La riqueza de las naciones
La riqueza de las naciones Tercero, las mejoras de la tierra, lo que se ha invertido provechosamente en roturarlas, drenarlas, cercarlas, abonarlas y dejarlas en el estado más conveniente para su labranza y cultivo. Una granja puesta a punto bien puede ser enfocada desde la misma perspectiva que las máquinas útiles que facilitan y abrevian el trabajo, y mediante las cuales un mismo capital circulante proporciona a su inversionista un ingreso mucho más copioso.
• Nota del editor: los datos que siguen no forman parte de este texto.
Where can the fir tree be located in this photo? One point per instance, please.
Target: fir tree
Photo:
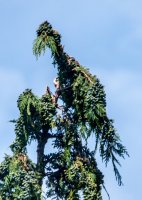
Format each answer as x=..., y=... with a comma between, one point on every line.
x=68, y=118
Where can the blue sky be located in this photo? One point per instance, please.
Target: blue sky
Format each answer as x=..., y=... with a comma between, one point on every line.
x=105, y=36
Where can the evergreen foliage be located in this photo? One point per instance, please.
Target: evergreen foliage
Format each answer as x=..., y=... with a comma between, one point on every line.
x=71, y=172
Una granja en buenas condiciones es tan ventajosa y más durable que ninguna de esas máquinas, y a menudo no requiere más reparación que la aplicación más rentable del capital del granjero invertido en cultivarla.
Cuarto, las capacidades adquiridas y útiles de los habitantes o miembros de la sociedad. La adquisición de talentos, merced a la manutención de quien los adquiere durante su educación, estudio o aprendizaje, siempre comporta un gasto real, que es un capital que podrÃamos decir que está fijo en su persona. Esos talentos integran su fortuna, pero también la de la sociedad a la que pertenece. La mayor destreza de un trabajador puede ser considerada igual que una máquina o medio de producción que facilita y abrevia el trabajo y que, aunque supone un cierto gasto, lo reembolsa con un beneficio.